The day-to-day operation of a residential condo or co-op can certainly be a handful for its board of trusted volunteers. But not to add insult to injury, communal living doesn't happen in a vacuum, and there are likely to be outside activities that may directly or indirectly bear on an association. Whether it's a rambunctious new watering hole, burdensome construction, or an eyesore obliterating the once pristine horizon, boards occasionally need to combat external factors in order to preserve the internal character of their associations, properties and neighborhoods.
Know Thy Enemy
There are numerous neighborhood factors that can chafe at the residents of a property therein, but attacks on the senses seem to act as unifiers. Unsightly blights, noise – especially of the late-night variety – and smells that seem to permeate walls are all agreed-upon bugaboos when it comes to big city living.
“We represent a building on the waterfront in Sheepshead Bay in Brooklyn,” says Stephen Elbaz, founder and president of Esquire Management Corp. in Brooklyn. “The board there successfully persuaded the powers that be within the city agencies to 1) install a park where they had originally planned to construct a building that would have obstructed views; and 2) have the drinking and loud music happening in the later hours of a restaurant strongly curtailed, as it had been keeping residents up well into the night.”
William D. McCracken, a partner with the Manhattan law firm Ganfer & Shore, LLP, relates a conflict between a school that aimed to expand in a landmarked neighborhood and the residents who felt such an expansion would diminish the aesthetics and character of the area. “The opposition resulted in a lawsuit and major back-and-forth between lobbyists,” he says, “as the school submitted some false letters of support by employees claiming to actually by residents. It became a huge political football.”
And catering halls can cause any number of issues, what with their juxtaposition of frequent deliveries of food and supplies, music, and pedestrian and vehicular traffic. “For one thing, under New York City's zoning resolution, catering is generally deemed to be incompatible with residential use,” says Phyllis H. Weisberg, an attorney with Montgomery McCracken Walker & Rhoads LLP, which has offices in New York, New Jersey, Pennsylvania and Delaware. “You get frequent truck deliveries, both to set up an event and break it down thereafter. And there are crowds arriving and departing more or less at one time, as opposed to a restaurant, where people dribble in and out all day. You have loud parties and often people will mill about noisily on the street. Photography taking place outside of the venues can block the sidewalks.
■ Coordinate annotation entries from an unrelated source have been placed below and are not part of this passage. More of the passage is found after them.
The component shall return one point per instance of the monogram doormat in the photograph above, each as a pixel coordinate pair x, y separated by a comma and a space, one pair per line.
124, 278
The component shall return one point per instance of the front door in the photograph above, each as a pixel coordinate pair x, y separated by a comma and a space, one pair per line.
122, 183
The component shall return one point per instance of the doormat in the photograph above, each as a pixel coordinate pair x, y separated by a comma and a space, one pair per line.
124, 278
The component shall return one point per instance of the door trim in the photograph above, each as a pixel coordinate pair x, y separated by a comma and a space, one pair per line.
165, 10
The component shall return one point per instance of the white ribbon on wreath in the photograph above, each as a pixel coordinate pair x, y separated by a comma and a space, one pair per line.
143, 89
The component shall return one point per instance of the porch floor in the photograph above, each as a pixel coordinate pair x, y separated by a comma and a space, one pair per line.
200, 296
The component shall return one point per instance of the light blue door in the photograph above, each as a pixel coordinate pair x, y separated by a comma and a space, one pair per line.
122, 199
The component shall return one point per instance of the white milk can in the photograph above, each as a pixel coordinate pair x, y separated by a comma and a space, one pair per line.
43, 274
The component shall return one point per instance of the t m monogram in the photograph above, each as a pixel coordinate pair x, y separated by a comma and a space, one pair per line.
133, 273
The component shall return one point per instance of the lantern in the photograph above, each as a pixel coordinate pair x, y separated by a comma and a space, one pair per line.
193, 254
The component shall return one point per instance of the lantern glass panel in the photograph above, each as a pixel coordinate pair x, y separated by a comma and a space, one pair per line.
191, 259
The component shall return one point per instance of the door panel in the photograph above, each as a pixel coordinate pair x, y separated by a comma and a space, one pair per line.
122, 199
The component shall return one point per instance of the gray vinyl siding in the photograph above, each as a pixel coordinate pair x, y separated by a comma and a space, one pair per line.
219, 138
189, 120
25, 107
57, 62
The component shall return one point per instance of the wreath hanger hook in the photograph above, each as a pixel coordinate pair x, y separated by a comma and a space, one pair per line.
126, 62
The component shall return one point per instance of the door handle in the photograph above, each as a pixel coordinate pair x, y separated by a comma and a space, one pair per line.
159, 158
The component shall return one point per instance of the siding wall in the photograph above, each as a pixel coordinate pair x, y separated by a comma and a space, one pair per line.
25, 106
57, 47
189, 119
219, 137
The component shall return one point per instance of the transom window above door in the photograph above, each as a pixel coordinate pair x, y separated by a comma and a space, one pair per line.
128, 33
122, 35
This type of use can profoundly change the quality of life in the neighborhood, and if the neighborhood has a lot of families, introducing an element where noise from events, party goers outside after an event, and cars honking because of the traffic impact occur until the late hours of the evening--that can interfere with sleep, especially for children.”
Oftentimes, by the time a board catches wind of something major happening in its community, the wheels have long been turning on the project in question, causing the board to pull together quite quickly should it want to intervene.
“Everyone likes to be a boss and direct traffic, but, oftentimes, nobody wants to get their hands dirty,” says Elbaz. “That's always a challenge; one of the reasons people buy into a condo or co-op is to be left alone. They don't want to worry about shoveling snow or garbage disposal.”
Also, external factors like the aforementioned are one of the few areas in which property managers don't really get involved. “These tend to be outside our scope, so it's on the board to be passionate and to reach out to elected officials,” urges Elbaz. “Elected officials don't perceive of management companies as potential votes, especially if that company operated outside their district. They want to hear from the residents.”
McCracken concurs. “Boards need to be members in their block associations and be signed up for community board notices,” he says. “If you're not involved on a community level, you're not living up to your fiduciary duty, in my opinion. You should know your police precinct. Be aware of your managing agent's relationships on which you may need rely.”
He continues: “Community boards, liquor authorities, landmarks etc. are all impressed when you have numbers on your side. “It's good to have a letter from your lawyer on behalf of the building, but it's much more impactful to have a petition with a ton of signatures, plenty of individual personal letters, from people who are not being paid to reach out.”
As far as how a board with limited time and resources can divvy up the responsibility to keep abreast of everything happening in its purview, McCracken has some suggestions. “Sometimes individual board members are interested in following all of this stuff, while other times you'll have a local gadfly on the block association who keeps everyone abreast,” he says. “In my co-op downtown, we have a neighbor across the street who sends out a mass email semi-monthly about the local goings-on. Especially in a city like this, there are resources available and people are plugged into existing networks, so it's not that difficult to get at least a minimum amount of info as to what's going on around you.”
Mike Odenthal is a staff writer and reporter for The Cooperator.